Writer-director Eric Red’s Cohen & Tate is a dark comedy of errors that relies on the inability of a pair of hit men to properly deliver a child witness to their mafia employers, and to watch it now over 20 years later is to revel in the days when bad men could convincingly go off the social grid to do bad things. Cohen (Roy Scheider) and Tate (Adam Baldwin) get lost over the course of the film, and you can’t help but consider the GPS that would now instantly bail them out of their predicament, or at the very least the wireless connection on their smartphones that could properly advise them of the ideal route to their destination in Houston. No, these guys, poor saps, have to stop off and speak to actual people in order to find the road that eludes them.
Of course, a more optimistic person could reasonably assert that our presently available methods of transforming ourselves into privately cocooned, fully functioning AV libraries spares us of the possibility of running afoul of characters such as Cohen and Tate, who admittedly strike us as less-than-savory individuals who’re prone to killing most of their benefactors. But it’s difficult not to notice the thrill that’s missing from the contemporary road movie in contrast to even a straightforward genre programmer like Cohen & Tate, which indirectly reflects the wandering spirit that’s been sacrificed in favor of the voluntary 24/7 surveillance we currently celebrate in an age that’s ushered “Google” into the unofficial cultural lexicon as a proper verb.
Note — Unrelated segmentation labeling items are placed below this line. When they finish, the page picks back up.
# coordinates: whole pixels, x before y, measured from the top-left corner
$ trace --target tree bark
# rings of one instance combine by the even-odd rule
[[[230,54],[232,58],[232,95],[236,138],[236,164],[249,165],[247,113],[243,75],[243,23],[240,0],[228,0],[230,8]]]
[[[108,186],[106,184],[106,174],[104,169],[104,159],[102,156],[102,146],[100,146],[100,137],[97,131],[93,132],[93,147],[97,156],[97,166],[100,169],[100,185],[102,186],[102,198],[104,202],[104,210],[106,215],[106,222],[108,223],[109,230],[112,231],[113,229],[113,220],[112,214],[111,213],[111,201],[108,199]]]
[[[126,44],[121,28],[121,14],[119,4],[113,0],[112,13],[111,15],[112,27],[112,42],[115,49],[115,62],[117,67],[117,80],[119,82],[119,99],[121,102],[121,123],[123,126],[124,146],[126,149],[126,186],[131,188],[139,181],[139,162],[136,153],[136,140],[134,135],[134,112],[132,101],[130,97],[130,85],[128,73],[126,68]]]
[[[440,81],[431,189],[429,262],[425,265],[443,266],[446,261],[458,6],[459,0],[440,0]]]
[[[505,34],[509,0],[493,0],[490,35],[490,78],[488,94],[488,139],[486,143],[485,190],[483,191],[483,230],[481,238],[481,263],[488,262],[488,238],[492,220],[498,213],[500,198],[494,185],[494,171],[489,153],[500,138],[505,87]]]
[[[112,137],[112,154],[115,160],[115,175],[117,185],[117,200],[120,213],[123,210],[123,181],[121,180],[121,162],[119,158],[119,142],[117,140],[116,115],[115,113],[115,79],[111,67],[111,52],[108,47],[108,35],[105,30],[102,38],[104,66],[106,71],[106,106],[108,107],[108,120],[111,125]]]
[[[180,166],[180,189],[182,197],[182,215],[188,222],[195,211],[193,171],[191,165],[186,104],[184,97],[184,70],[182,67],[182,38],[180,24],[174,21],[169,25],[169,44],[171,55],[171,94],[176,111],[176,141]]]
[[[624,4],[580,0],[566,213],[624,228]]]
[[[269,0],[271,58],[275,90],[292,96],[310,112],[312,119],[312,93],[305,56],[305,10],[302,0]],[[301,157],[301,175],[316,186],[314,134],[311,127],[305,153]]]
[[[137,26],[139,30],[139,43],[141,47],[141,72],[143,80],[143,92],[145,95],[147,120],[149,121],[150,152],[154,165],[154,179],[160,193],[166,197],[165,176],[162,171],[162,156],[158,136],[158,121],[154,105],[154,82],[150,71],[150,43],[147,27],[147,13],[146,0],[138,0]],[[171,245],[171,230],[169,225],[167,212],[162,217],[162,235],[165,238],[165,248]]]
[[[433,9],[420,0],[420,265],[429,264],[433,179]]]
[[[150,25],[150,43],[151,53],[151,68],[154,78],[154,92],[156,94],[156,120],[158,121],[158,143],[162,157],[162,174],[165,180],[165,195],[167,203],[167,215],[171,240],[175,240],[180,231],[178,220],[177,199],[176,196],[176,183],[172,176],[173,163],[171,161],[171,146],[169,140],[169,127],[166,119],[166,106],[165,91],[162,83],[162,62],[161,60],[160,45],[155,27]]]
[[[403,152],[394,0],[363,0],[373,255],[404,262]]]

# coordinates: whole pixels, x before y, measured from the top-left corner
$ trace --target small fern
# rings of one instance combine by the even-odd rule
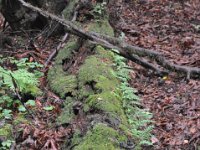
[[[16,110],[16,106],[18,111],[26,111],[17,94],[24,97],[41,94],[38,79],[42,74],[35,71],[35,68],[41,65],[26,61],[26,59],[18,61],[14,58],[0,60],[0,118],[11,119],[12,110]],[[9,62],[7,65],[12,66],[14,71],[7,69],[9,67],[5,67],[5,62]]]
[[[116,50],[114,51],[116,52]],[[139,97],[135,94],[137,90],[130,87],[128,83],[131,70],[128,69],[126,60],[121,56],[114,55],[114,61],[117,68],[116,76],[122,82],[119,88],[122,91],[123,107],[131,125],[131,133],[138,140],[136,149],[141,149],[141,145],[152,144],[150,137],[153,126],[149,125],[152,123],[152,114],[138,107],[140,106],[140,102]]]

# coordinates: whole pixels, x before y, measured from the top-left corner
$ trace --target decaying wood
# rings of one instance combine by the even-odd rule
[[[51,14],[47,11],[44,11],[38,7],[35,7],[24,0],[18,0],[24,7],[31,9],[32,11],[35,11],[42,16],[52,19],[66,27],[67,32],[74,34],[76,36],[79,36],[84,39],[88,39],[92,41],[93,43],[96,43],[98,45],[101,45],[105,48],[109,48],[110,50],[116,51],[114,49],[118,50],[118,54],[132,60],[134,62],[140,62],[139,64],[143,65],[144,67],[148,67],[149,69],[152,69],[154,71],[160,71],[157,67],[154,65],[148,63],[147,61],[144,61],[142,59],[139,59],[139,57],[148,57],[149,59],[155,60],[161,67],[170,70],[175,71],[179,73],[183,73],[186,75],[187,79],[190,79],[190,77],[200,77],[200,68],[198,67],[189,67],[189,66],[181,66],[177,64],[173,64],[170,61],[168,61],[161,53],[156,52],[154,50],[149,50],[137,46],[133,46],[130,44],[127,44],[126,42],[114,38],[109,37],[105,35],[100,35],[94,32],[87,32],[84,31],[81,28],[78,28],[75,26],[72,22],[64,20],[54,14]]]

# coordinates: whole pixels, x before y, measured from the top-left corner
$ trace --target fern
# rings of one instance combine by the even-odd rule
[[[129,86],[131,70],[127,69],[126,60],[116,55],[114,61],[117,68],[116,76],[122,82],[119,88],[122,91],[123,107],[131,125],[131,133],[139,143],[136,147],[141,149],[141,145],[151,145],[149,140],[153,126],[149,124],[152,123],[152,114],[147,110],[138,108],[138,105],[140,106],[139,97],[135,94],[137,90]]]
[[[0,77],[2,79],[1,85],[8,87],[10,90],[14,90],[14,84],[12,77],[14,77],[18,90],[22,93],[31,93],[36,94],[39,90],[38,78],[33,74],[27,71],[27,69],[19,69],[16,71],[6,70],[0,67]]]

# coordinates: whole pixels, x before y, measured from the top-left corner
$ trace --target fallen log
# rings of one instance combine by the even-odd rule
[[[29,8],[32,11],[35,11],[46,18],[52,19],[52,20],[62,24],[63,26],[66,27],[67,32],[74,34],[76,36],[79,36],[81,38],[88,39],[98,45],[105,47],[105,48],[109,48],[110,50],[114,51],[115,53],[118,53],[119,55],[121,55],[129,60],[132,60],[136,63],[140,62],[139,64],[141,64],[144,67],[149,67],[149,69],[152,69],[154,71],[166,73],[166,71],[160,71],[159,68],[153,66],[152,64],[150,65],[150,63],[148,63],[147,61],[140,61],[140,59],[138,59],[138,57],[146,56],[149,59],[153,59],[161,67],[165,68],[166,70],[183,73],[187,77],[187,79],[190,79],[190,77],[195,77],[195,78],[200,77],[200,68],[198,68],[198,67],[182,66],[182,65],[177,65],[177,64],[171,63],[159,52],[141,48],[141,47],[137,47],[137,46],[133,46],[133,45],[127,44],[126,42],[121,41],[120,39],[117,39],[117,38],[100,35],[100,34],[97,34],[94,32],[84,31],[83,29],[75,26],[72,22],[62,19],[52,13],[44,11],[38,7],[35,7],[35,6],[25,2],[24,0],[18,0],[18,1],[24,7]],[[118,52],[116,52],[116,49],[118,50]],[[136,59],[136,56],[137,56],[137,59]]]

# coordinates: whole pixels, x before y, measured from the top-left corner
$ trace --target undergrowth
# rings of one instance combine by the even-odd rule
[[[121,80],[120,90],[122,91],[123,107],[131,126],[131,133],[135,140],[136,149],[141,149],[143,145],[152,145],[150,142],[153,126],[152,114],[141,108],[140,99],[135,94],[136,89],[130,87],[130,72],[132,70],[126,64],[126,59],[115,55],[114,61],[117,68],[117,77]]]
[[[26,58],[16,60],[12,57],[0,60],[0,118],[12,119],[13,111],[25,112],[24,98],[27,105],[33,105],[33,100],[26,100],[26,96],[32,97],[41,94],[39,77],[42,73],[36,68],[42,65],[36,62],[28,62]],[[25,103],[26,104],[26,103]]]

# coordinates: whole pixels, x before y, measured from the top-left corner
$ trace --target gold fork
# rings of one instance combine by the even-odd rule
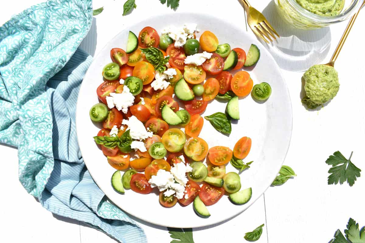
[[[256,35],[268,44],[269,41],[266,38],[272,42],[273,40],[270,36],[275,40],[276,39],[275,35],[278,38],[280,37],[262,13],[252,7],[247,0],[241,1],[247,7],[247,23]]]

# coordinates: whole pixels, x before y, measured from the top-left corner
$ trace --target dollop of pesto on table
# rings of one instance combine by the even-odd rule
[[[303,8],[323,16],[335,16],[343,8],[345,0],[296,0]]]
[[[301,101],[311,109],[333,99],[339,89],[338,74],[330,66],[315,65],[304,73],[303,78],[307,96]]]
Divorced of its context as a time capsule, Cohen & Tate is an effective chamber play masquerading as a road movie. The distinctions between the titular duo are predictable: Cohen embodies aging dignity and human decency that’s ironic in light of his chosen profession, while Tate is a tedious hot head who wants to immediately go rogue and kill their young hostage in order to satiate a personal blood lust. Red’s narrative kink, which he borrows from O. Henry’s The Ransom of Red Chief, is that the hostage is smarter than both of his captors. The nine-year-old prisoner, Travis (Harley Cross), immediately sets about throwing the figurative fuel to Cohen and Tate’s preexisting tensions and his remarkable guile and intelligence eventually win him his life. Cohen & Tate is occasionally sluggish, and Baldwin’s broad performance is annoyingly shrill, but Red’s quietly authoritative direction meshes well with Scheider’s reliably crisp cucumber coolness. An uneven but enjoyably nihilistic night-in.
Image/Sound
The image is appropriately soft, as much of the film is set at night on the road among the light that emits from passing vehicles and highway signs. Blacks are deep, and key sequences set at a truck stop and a gas station, respectively, boast terrific color and surprisingly strong depth of field considering the film’s low-budget origins. The twin audio tracks are well mixed, and the care that the Blu-ray’s producers have taken is particularly evident in the richness of Bill Conti’s unusual, evocative score.
Extras
The audio commentary with writer-director Eric Red contains some choice tidbits, such as the influence of the Texas economic recession on the making of the film, but it’s dry and skippable more often than not. The other supplementals, which include a brief crew reminiscence and the requisite collection of deleted scenes and stills, are similarly lackluster. There isn’t much to see here.
Overall
Cohen & Tate isn’t in the league of the best despairing existentialist thrillers of Walter Hill, but it’ll do in a pinch.